“”Financing Risk and the Commercialization of Innovation” & “Investment Cycles and Startup Innovation”” by Matthew Rhodes-Kropf
Finance Seminar
Authors:
Matthew Rhodes-Kropf
Harvard Business SchoolRamana Nanda
Harvard Business School
Paper 1: "Financing Risk and the Commercialization of Innovation" We demonstrate how the financing equilibrium faced by investors in new ventures may either facilitate or hinder the degree of experimentation they are willing to undertake. Since new ventures are central to the technological revolutions that drive the process of creative destruction, we show that the financial market equilibrium plays a fundamental role in driving the commercialization of new technologies in the economy. A key contribution of our paper is to show how some projects (those more experimental in nature) face equilibrium financing risk even in a financial market with unlimited capital and all rational equally informed participants.

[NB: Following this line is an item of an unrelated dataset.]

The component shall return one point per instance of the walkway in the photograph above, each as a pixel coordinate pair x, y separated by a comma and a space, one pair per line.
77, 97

By endogenizing the investor response to projects with financing risk, we demonstrate that the most novel ventures in the economy cannot be protected from financing risk and may only be commercialized in `hot' markets, when financing risk is low. Paper 2: "Investment Cycles and Startup Innovation" We find that VC-backed firms receiving their initial investment in hot markets are less likely to IPO, but conditional on going public are valued higher on the day of their IPO, have more patents and have more citations to their patents. Our results suggest that VCs invest in riskier and more innovative startups in hot markets (rather than just worse firms). This is true even for the most experienced VCs. Furthermore, our results suggest that the flood of capital in hot markets also plays a causal role in shifting investments to more novel startups – by lowering the cost of experimentation for early stage investors and allowing them to make riskier, more novel, investments.